Die Debatte beginnt mit Außenpolitik
Auch mit scharfen Attacken von Sanders auf den ehemaligen Vizepräsidenten Joe Biden war gerechnet worden – weil der sich anders als der Senator aus Vermont 2003 zunächst für den Irak-Krieg ausgesprochen hatte. Eine Entscheidung, für die Biden sich seither häufig entschuldigt hat, die Sanders aber gerne anführt, um sich von Biden abzusetzen.
Er selbst stimmte damals als einer der wenigen Abgeordneten gegen den amerikanischen Militäreinsatz und klingt auch heute manchmal wie Trump, wenn er wie der davon spricht, die "endlosen Kriege" zu beenden.
Bei Kandidaten wie Pete Buttigieg, dem früheren Bürgermeister aus South Bend in Indiana, und der Senatorin Amy Klobuchar wiederum hatten Beobachter vermutet, dass sie alles daran setzen würden, in dieser so wichtigen Debatte auffallend gut abzuschneiden.
Die Chancen dazu hatten sie, gerade der Veteran Buttigieg, der gerne seinen Einsatz in Afghanistan hervorhebt, der ihn von seinen Mitbewerbern unterscheidet. Denn die komplette erste halbe Stunde ging es um Außenpolitik und konkret um den Konflikt mit dem Iran, den Präsident Trump mit der Tötung des iranischen Generals Qassem Soleimani vor mehr als einer Woche befeuert hatte. Und um die Frage, wer in solchen Situationen als ehestes als "Commander in Chief" infrage komme.
Der große Streit bleibt aus
Doch: Sowohl der große Streit als auch die großen Ausreißer blieben aus. Nach mehr als zwei Stunden Diskussion konnte man eigentlich nur festhalten, dass es einmal mehr keinen ganz klaren Sieger gab.

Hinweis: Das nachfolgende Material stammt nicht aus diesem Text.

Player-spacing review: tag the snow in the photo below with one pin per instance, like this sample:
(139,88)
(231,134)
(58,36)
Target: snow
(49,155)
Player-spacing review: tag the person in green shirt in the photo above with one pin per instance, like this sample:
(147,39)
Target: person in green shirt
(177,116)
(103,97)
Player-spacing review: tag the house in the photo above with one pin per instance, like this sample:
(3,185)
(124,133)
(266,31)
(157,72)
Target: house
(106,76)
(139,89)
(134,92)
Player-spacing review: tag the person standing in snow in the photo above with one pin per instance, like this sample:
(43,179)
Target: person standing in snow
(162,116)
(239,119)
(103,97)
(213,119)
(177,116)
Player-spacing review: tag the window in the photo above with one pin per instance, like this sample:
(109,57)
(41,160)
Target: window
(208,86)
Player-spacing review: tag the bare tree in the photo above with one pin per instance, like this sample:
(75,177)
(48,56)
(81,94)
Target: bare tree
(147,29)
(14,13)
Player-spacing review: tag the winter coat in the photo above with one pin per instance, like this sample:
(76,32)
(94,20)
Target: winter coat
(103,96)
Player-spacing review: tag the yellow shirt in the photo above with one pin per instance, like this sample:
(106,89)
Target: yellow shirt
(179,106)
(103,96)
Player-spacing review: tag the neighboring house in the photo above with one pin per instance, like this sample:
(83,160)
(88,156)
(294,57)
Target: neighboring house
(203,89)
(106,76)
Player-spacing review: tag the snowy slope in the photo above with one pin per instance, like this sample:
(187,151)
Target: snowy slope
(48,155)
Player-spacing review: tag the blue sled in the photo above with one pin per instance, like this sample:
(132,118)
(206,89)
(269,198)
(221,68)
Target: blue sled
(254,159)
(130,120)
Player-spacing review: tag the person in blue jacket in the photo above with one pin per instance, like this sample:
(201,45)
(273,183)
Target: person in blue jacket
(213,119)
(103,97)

Kein Anwärter war ein Totalausfall, alle hatten ihre guten Momente, auch der Milliardär Tom Steyer, der zwar noch nie zuvor in ein Amt gewählt wurde, aber darauf verweisen kann, was er alles bereits in Sachen Klimaschutz erreicht hat. Doch keinem gelang es letztlich, entscheidend zu punkten. Wähler, die an diesem Abend sehnsüchtig auf Erleuchtung gewartet hatten, wurden wohl eher enttäuscht.
Das lag vielleicht auch daran, dass an diesem Dienstagabend die "Breaking News" nicht von der TV-Debatte kamen, die der Sender CNN und die Zeitung "Des Moines Register" austrugen. Sondern einmal mehr aus der Hauptstadt Washington, wo neue Berichte in der Ukraine-Affäre um Trump öffentlich wurden, wegen der die Demokraten im US-Kongress derzeit ein Amtsenthebungsverfahren gegen den Präsidenten vorantreiben.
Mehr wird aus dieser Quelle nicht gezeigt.